Je m'approche prudemment.
- Votre fils a été heureux et il n'a pas souffert, il était entouré d'amis et il travaillait plus dur que tout le monde.
Sa mère fait oui de la tête en me remerciant. Elle éponge ses yeux avec un petit mouchoir.
- Je suis contente que tu sois rentrée, murmure-t-elle.
- Tiens, me dit Romane.
Elle me tend un téléphone.
- J'ai rentré tous les contacts qui pouvaient t'intéresser.
- Merci.
Finalement en dix-sept ans, je ne remarque rien de radicalement différent. Les rues sont les mêmes, les bâtiments sont peut-être un petit peu étranges. La mode a changé et je remarque beaucoup d'habits brillants. Mais le téléphone qui paraît plus plat, plus grand est quasiment le même que celui que je possédais à bord. En mon absence, ils n'ont pas inventé quelque chose de révolutionnaire visiblement. Les bus, les voitures me paraissent étrangès mais largement reconnaissables.
- Qu'est-ce que j'ai raté comme invention extraordinaire ? demandé-je à Romane.
- Tous les appareils électroménagers se sont améliorés, tu ne vas plus les reconnaître. Sinon... nous avons une nouvelle méthode pour chauffer les aliments, car le micro-ondes a été jugé trop dangereux. Et puis les Rimutouts aussi.

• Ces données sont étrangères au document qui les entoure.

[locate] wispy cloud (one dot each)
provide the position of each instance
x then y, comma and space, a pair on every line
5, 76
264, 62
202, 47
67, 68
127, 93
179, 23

- Attends ! Les quoi ? Les rimitus ?
- Non les rimutout ! Tu ne connais pas !
Romane se tape le front en soupirant.
* * *
- Et voici ta chambre, on l'a rénovée pour en faire mon bureau mais on vient d'installer un matelas pour que tu puisses dormir. J'espère que ça ne te dérange pas qu'on l'ait modifiée... s'inquiète mon père.
- Non, c'est parfait assuré-je.
- Il y a même un panier pour Maya et Lilou, explique-t-il en paraîssant soulagé.
Il éteint la lumière et juste avant de sortir il me dit.
- Je t'aime ma fille, tu m'avais manquée.
- Moi aussi papa.
La porte se ferme.
Je me sens perdue.
J'ai retrouvé ma famille mais j'ai beaucoup perdu aujourd'hui.
Matéo, Tessa, Lindsay, Anissa, maman et tous mes souvenirs. Mes photos, mes carnets, mon ordinateur, tout. Tout ce qui comptait si fort à mes yeux. Les peintures de Kimiko, ses dessins, mon lit, notre guirlande tout est à présent englouti par les flots.
Inconsciemment je pleure, je pleure ces pertes. J'ai l'impression d'être à nu. Je n'ai plus rien. Plus de souvenirs, pas de métier, ni d'étude, pas d'argent.
Rien.
Je tente de me focaliser sur les retrouvailles, le bonheur de me dire que demain, je n'aurai pas de corvées. J'irai où je veux, je découvrirai de nouveaux horizons...
Malgré le merveilleux panier double qui a dû couter une fortune à ma famille, Maya et Lilou s'entassent avec moi sur le matelas, pas du tout traumatisées par ce changement d'environnement.